I thought that maybe the young man had a disability because he was signing. Or maybe he was just different than, in color and age and general attitude, the other people on the street. But watching how the young man was being ignored made me think of my son.

Epilepsy is often called an “invisible” condition because it lacks physical markers, but there can be signs. We’ve had more than a few people ask us politely “Is there something wrong with him?” after they spend time with our son. He’s noticeably different in a self-centered world that doesn’t seem to have a place for people that are different. We talk about diversity and inclusion but we look the other way when it is our turn to act…when it is our turn to accept someone who is different from us.

I watched the world look away from that young man on the street. I saw the world unwilling to acknowledge another human being.
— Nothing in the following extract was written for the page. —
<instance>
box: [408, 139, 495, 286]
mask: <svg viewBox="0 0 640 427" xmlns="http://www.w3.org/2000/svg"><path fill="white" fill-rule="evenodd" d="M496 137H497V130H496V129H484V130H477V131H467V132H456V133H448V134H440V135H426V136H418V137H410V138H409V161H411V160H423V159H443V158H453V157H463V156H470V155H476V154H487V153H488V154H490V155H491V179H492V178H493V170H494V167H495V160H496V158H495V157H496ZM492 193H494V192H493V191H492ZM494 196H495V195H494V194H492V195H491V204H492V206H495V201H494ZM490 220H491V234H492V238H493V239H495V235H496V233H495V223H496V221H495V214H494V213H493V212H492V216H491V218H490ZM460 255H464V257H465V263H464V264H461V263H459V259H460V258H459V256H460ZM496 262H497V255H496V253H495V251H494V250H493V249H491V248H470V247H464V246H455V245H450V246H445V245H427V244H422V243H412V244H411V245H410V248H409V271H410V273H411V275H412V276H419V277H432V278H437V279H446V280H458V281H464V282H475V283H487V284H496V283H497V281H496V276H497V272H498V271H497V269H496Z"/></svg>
I don’t want that for my son but I don’t know what to do about it. I wish I could change the world. I wish I could make it more accepting, more forgiving, more tolerant, more open, more aware. But we’re heading in the wrong direction. I fear that the only thing that I can do is prepare my son for the road ahead.

But then I turned my attention back to the young man. I could see, as he waved to the next person, that he was smiling. Even with the world ignoring him, he was walking with a bounce in his step and smiling. He would wave at another person. And then another. And he would keep smiling. I watched him not slow down, not shy away, and keep moving forward. I thought of my son then, too, because he has that same persistence, the same drive to bring joy to the world. And for a brief moment, I felt hope.

I never caught up to him, but I wish I could tell that young man that he brightened at least one person’s morning that day.